Here I was, a little over a year after having left my nest and entered the military, now I was thousands of miles from home, surrounded by strangers in a strange land.  A mixed sense of exhilaration and trepidation swirled inside my mind.  I was on the cusp of manhood, but not quite there yet.  I was in a place that seemed to stop all time, and where lives and dreams sometimes forever faded into the shadows of that good night.  I was in a place where fate and destiny consumed the hearts and souls of men, and the spirit of uncompleted youths.

There are too many days that I sometimes want to forget.  Days that bring back memories of the day I found myself in Vietnam -- surrounded by other confused, bewildered, raw and untested young American boys and men, surrounded by Vietnamese people, whose faces displayed their decades of torment, pain and grief, and their gait the look of defeat and acceptance, while their eyes portrayed the morbidity of war.  I was in a theatre of war.  A theatre of the absurd.  I was a military journalist in the Mekong Delta.  I was a scared young boy just like so many others around me.  Puzzled as to why I was in the middle of a war, and bewildered by it all. 

Back home in America in the late 1960’s it was a time when young people were asking “Is God Dead”?  In Vietnam young men were not asking that question, because they were living in hell.  It was a time of activism and anti-war protests in America.  In Vietnam I was surrounded by the malaise of bewildered young American men.  I quickly found idealism in Vietnam to be foreign, while cynicism a way of simply making it through the day.  The object of each young man was simply to survive another day and return home, and I was no different than the rest.

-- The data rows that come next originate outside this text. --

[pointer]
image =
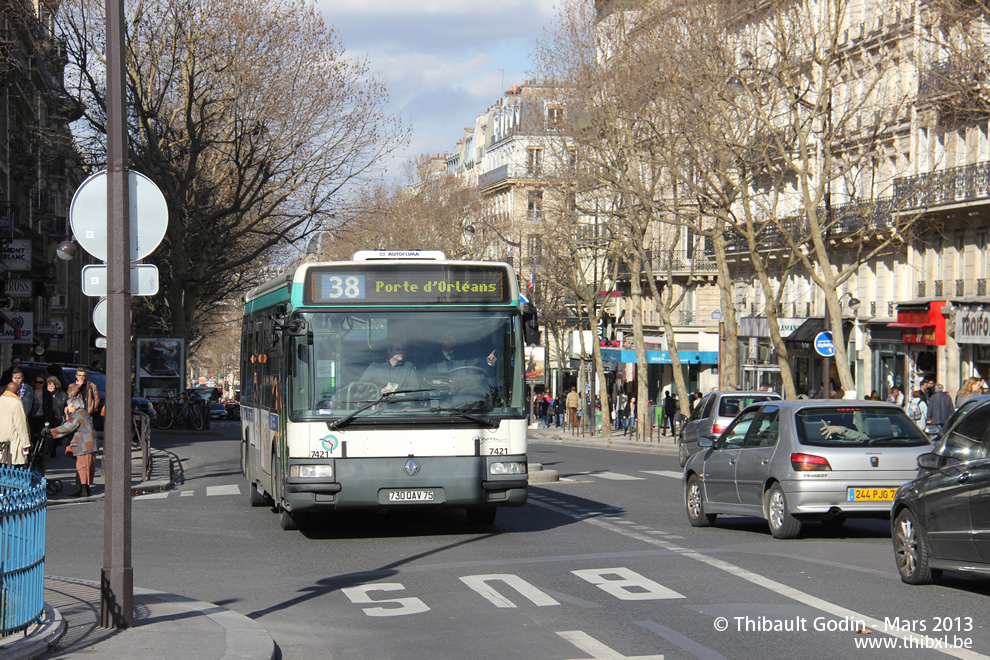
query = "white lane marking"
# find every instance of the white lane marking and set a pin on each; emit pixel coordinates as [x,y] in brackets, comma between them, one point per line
[699,651]
[626,584]
[597,650]
[362,594]
[615,476]
[479,583]
[922,641]
[665,473]
[232,489]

Other, more seasoned and tested young American soldiers seemed mesmerized by the surreal environment and atmosphere, and consumed by their compulsion to find answers where none existed, or persist in their attempt to destroy the demons of war they had witnessed or participated in.  For them, going home was not an option, not yet anyway.  For many of them the Tet Offensive, My Lai and other scenes of war were images they could not erase from their shattered minds.  They were on an adrenaline high, searching for another fix to ease the pain inside. 

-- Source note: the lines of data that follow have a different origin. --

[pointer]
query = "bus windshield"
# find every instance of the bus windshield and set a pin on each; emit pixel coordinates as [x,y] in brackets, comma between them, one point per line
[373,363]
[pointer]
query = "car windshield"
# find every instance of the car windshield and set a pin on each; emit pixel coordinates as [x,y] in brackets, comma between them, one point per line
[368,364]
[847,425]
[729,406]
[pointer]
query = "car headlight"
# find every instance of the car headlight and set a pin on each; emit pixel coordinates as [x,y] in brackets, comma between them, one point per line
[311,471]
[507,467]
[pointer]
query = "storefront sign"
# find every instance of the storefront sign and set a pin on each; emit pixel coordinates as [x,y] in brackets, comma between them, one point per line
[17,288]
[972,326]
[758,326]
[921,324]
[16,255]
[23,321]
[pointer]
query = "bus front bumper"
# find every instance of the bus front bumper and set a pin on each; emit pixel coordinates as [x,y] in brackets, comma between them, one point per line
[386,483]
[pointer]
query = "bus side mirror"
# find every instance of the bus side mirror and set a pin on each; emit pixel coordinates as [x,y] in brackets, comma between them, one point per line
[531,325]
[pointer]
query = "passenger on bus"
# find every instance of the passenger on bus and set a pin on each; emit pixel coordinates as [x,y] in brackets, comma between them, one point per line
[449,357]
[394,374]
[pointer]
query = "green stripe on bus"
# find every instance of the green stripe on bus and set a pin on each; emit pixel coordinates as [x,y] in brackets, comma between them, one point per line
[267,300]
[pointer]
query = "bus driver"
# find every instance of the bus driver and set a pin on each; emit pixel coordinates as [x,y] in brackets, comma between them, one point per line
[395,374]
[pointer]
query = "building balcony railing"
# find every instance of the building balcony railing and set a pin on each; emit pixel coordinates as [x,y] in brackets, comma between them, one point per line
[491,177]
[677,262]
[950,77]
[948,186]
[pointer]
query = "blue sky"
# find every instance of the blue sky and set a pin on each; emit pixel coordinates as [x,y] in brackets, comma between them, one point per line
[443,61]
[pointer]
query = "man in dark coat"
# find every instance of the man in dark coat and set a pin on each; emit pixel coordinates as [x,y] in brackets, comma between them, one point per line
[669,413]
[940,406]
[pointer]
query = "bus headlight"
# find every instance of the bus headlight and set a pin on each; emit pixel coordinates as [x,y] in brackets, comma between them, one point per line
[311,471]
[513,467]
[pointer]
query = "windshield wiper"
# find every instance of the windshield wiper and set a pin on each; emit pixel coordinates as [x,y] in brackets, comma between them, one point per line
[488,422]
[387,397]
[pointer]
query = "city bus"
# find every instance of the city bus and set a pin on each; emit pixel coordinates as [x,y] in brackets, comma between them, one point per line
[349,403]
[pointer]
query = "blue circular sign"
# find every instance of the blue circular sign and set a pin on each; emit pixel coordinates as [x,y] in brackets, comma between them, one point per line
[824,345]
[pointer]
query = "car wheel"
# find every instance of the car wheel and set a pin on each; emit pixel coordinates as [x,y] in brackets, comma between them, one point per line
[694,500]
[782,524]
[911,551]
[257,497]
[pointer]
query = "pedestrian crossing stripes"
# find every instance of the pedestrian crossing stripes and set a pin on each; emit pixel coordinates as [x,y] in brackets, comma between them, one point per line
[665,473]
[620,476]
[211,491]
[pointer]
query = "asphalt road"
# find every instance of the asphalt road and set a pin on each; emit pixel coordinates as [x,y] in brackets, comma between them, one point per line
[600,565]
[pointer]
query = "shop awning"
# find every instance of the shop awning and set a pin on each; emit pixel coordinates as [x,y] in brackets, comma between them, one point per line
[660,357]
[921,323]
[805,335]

Given America’s overwhelming superiority over the “simple people” of the North, and yet unable to defeat or overtake the insurgency, America’s young soldiers were dazed, shaken and broken. 

So here I was in Vietnam.  Confused, demoralized and discouraged.  While back home in America, it was the Age of Aquarius -- free love, and Hippies wearing flowers in their hair.

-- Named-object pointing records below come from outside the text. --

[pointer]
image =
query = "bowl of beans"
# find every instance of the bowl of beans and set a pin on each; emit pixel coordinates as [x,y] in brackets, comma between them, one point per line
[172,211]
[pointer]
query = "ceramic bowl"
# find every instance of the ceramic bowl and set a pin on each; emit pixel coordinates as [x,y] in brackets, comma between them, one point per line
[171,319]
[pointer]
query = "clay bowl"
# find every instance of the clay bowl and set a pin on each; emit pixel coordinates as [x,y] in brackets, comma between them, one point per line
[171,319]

I had become a part of America’s forgotten generation.  I was among the many who felt isolated, abandoned and forsaken.  We were an army of young, inexperienced and unproven boys and men thrown into a hailstorm of political and hostile warfare, without strategy or direction, other than to persevere.  We had no one, only each other, to cling to, and only a living nightmare to share and live.

This was what I walked into on that hot, humid morning in Can Tho, Vietnam, when I reported for my first day as a Military Journalist at the Public Information Office (PIO) as a 19 year-old boy from Texas -- scared and bewildered.  Little did I know how this episode in my life would forever alter my life and my appreciation of those around me.